Published : January 25 2012 at 18:37 ET

AAPL had a buyable gap up (BGU) in today's trade on a strong earnings report. In prior instances of gapping up on strong volume, AAPL failed to hold the low of the gap up day, even when giving a 2% undercut of the gap up day's low.

Here is its recent history of gap ups on big volume:

Its high volume gap up on 7/20/11 on strong earnings failed to hold due to a market than came apart in August 2011.

Its gap up on 4/21/10 failed to hold due to the flash crash of May 2010.

Its gap up on 10/20/09 failed to hold due to a weak market. The market then went higher but AAPL based for months.

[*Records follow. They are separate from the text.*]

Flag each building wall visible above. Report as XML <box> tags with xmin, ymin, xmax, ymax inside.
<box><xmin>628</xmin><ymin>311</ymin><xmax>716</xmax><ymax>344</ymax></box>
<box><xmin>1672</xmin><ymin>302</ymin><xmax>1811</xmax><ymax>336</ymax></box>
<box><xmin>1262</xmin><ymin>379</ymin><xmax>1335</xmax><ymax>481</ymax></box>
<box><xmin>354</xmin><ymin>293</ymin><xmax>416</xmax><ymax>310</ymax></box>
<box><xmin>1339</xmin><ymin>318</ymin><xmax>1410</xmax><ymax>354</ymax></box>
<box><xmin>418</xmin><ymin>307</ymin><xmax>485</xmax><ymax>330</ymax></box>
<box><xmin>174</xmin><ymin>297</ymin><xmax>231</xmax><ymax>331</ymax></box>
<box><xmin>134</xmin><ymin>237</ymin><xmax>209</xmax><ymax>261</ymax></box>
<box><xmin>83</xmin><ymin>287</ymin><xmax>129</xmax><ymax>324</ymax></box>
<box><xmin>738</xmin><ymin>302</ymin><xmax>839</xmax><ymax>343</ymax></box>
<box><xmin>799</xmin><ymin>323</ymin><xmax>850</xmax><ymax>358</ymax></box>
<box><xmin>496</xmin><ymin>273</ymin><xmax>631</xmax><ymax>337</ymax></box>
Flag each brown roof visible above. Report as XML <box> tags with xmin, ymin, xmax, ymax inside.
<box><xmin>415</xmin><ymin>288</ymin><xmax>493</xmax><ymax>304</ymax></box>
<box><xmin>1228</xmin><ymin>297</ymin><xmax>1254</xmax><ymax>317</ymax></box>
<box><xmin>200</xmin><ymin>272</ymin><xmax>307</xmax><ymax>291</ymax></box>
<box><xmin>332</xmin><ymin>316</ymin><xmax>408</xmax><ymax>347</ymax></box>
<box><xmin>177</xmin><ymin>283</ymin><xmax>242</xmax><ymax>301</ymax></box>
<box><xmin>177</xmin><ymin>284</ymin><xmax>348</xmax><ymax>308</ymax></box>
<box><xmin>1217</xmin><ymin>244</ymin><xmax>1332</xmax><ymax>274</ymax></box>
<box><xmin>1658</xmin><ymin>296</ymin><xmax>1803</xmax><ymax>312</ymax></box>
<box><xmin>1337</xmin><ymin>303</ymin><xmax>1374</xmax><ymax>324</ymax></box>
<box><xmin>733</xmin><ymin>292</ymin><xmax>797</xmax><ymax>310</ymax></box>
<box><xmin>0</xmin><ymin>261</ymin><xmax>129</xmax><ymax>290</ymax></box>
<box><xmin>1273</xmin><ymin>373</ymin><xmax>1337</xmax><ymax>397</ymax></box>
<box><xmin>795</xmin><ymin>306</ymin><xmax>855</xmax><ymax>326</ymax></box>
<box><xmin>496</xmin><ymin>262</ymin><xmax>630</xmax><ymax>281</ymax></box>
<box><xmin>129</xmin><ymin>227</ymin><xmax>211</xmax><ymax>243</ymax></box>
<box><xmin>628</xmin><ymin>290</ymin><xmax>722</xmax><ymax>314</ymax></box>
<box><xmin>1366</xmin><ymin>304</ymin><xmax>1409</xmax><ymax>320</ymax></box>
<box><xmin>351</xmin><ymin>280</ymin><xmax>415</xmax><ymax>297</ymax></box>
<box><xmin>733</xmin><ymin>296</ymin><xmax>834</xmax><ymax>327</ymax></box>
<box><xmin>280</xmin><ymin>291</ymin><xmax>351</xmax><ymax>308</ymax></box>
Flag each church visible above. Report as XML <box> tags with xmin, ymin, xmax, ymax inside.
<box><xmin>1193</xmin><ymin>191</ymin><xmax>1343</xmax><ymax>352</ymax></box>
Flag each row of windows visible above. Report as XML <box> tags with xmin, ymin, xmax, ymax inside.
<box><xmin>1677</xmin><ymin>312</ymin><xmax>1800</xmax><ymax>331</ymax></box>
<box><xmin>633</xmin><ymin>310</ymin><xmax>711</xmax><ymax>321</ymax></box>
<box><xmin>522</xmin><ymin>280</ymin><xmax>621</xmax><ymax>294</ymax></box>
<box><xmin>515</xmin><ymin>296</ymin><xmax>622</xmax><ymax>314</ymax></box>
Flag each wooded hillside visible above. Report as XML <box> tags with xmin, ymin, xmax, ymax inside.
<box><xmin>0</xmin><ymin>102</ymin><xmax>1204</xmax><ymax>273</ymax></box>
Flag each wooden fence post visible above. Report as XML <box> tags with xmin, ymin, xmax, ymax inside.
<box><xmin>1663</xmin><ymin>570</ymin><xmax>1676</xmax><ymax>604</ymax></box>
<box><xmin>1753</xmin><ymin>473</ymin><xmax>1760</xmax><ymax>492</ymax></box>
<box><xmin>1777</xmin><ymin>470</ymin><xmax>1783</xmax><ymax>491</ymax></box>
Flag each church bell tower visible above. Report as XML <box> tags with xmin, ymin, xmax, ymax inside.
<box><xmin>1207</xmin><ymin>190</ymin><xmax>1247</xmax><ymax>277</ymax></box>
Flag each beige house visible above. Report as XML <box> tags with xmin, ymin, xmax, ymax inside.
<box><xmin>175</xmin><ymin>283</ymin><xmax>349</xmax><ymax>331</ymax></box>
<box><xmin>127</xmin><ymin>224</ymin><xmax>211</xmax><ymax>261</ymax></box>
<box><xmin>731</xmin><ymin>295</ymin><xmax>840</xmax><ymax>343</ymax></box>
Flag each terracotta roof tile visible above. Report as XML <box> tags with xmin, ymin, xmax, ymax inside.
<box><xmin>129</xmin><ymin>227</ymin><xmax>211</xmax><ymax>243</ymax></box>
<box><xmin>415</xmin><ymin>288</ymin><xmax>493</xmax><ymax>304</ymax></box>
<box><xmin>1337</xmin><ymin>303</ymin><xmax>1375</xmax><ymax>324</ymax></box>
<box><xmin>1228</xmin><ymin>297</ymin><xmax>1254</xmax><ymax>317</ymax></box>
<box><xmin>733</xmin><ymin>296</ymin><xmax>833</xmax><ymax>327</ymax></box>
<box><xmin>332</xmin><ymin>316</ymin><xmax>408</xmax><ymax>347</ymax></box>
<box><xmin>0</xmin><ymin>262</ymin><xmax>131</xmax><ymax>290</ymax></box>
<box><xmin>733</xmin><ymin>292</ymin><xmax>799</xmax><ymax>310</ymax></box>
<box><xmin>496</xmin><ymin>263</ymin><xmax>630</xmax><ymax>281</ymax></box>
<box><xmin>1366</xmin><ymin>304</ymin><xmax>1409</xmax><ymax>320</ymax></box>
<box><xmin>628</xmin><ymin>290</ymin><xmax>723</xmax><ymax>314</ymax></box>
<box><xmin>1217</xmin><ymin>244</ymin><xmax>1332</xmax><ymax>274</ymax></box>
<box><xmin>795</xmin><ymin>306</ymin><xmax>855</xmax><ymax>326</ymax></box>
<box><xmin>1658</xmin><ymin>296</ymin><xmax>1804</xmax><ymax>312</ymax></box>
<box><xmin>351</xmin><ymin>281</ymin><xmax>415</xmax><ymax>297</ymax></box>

Today's gap up is buyable because the market is in an uptrend that was confirmed today by strong action in leading stocks, strong price/volume action on the part of stock and commodity indices including precious metals at the Fed's announcement that rates would stay low through at least late 2014, extending its previous pledge by more than a year.

With tailwinds at its back, AAPL is a proven leader and should continue to lead.

Some members may wish to use a 2% undercut of today's low at 434.8 as their stop.


SAVE had a pocket pivot (PP) in today's trade. SAVE provides deep discount airfare. Industry group rank is 34th out of 202 groups. Earnings and sales have strongly accelerated over the last few quarters. Institutional sponsorship has climbed steeply over the last 2 quarters. Overall rating is 95.